When tireless Jack Bauer saved the world from nuclear attack at the end of series two of 24, he had nothing left to prove and you wished that he'd go home and have a good, long lie down. Instead, the show has since laboured into its sixth series, despite being the biggest load of hokum on the box. Then there's Prison Break. When Michael Scofield and his cohorts broke out of jail at the end of series one, that should have been that. Can we expect them to spend the next 25 episodes attempting to break back in again?

Prison Break and 24 should have been put out of their misery as soon as their plots began stretching credulity way past breaking point. But Life On Mars is different. At the end of the first series, all its multi-layered plot mysteries remained to be solved, leaving us gasping to find out what happens in the second and final season. Will DI Sam Tyler make it back from 1973 to the present day? Is he in a coma or actually living in the past and simply going bonkers? If he does make it back to 2007, will he, ahem, cop off with WPC Annie Cartwright first?

It's not just the cracking, riddle-packed plot that keeps us hanging in there. Unlike the one-dimensional 24 and Prison Break, Life On Mars presents us with well-rounded characters that we can easily identify with. We share the mounting bewilderment that Sam Tyler (played by John Simm) feels at being swept back to a world so monumentally odd that events might as well be playing out on a distant planet. We might abhor the boorish attitudes of DCI Gene Hunt (Philip Glenister) but we forgive him because he's simply a product of his time. Not only do we identify with these characters, we care about them and long to find out what happens to them next.
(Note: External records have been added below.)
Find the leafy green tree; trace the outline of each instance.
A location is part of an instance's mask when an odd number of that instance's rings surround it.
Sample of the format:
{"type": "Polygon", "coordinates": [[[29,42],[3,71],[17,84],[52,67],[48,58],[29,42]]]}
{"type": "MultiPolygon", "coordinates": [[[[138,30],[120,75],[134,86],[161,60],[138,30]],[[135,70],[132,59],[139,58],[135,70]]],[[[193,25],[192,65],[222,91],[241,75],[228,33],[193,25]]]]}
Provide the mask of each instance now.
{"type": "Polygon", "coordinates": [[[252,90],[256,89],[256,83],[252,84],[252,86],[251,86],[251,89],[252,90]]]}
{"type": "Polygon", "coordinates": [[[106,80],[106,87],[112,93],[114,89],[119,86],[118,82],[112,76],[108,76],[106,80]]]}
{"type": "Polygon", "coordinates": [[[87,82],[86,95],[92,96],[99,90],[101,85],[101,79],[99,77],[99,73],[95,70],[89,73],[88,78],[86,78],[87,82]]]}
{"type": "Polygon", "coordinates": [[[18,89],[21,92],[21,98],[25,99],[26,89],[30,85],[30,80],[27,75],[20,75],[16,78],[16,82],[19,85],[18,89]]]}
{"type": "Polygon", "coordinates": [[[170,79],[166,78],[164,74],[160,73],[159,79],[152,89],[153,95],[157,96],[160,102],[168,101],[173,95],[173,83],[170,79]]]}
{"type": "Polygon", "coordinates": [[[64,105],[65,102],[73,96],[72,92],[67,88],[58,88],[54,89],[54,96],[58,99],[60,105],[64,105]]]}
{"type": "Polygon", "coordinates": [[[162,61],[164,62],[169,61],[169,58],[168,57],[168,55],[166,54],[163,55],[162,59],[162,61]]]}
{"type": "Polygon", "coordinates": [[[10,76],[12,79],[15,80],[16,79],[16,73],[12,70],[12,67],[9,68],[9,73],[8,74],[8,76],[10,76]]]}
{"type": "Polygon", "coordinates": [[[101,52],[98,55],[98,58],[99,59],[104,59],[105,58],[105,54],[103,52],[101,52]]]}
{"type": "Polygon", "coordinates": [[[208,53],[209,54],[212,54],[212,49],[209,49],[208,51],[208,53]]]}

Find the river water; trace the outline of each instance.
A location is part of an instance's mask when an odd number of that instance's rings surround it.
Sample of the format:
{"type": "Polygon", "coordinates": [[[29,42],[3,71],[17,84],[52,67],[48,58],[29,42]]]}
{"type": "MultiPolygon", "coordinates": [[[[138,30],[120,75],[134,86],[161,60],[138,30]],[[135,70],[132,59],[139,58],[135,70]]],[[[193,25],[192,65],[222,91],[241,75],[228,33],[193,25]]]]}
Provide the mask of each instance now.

Not least, our appetite for more is fostered by the show's meticulous attention to period detail. As Glenister recently said to me: "In the hands of the wrong directors, you might have seen Tyler and Hunt dressed as Wombles and chasing criminals around on Space Hoppers." In other words, the delicious detail in the show is never knowingly oversold. Part of its charm lies in those fleeting glimpses of the fondly remembered dross of early 70s Britain: eight-track cartridge machines, Austin Allegros, Fanny Craddock and cans of Party Seven that could only be opened with an industrial drill.

Now, if only the writers of 24 came to their senses and stuck Jack Bauer on the back of a Space Hopper, I might start watching it again.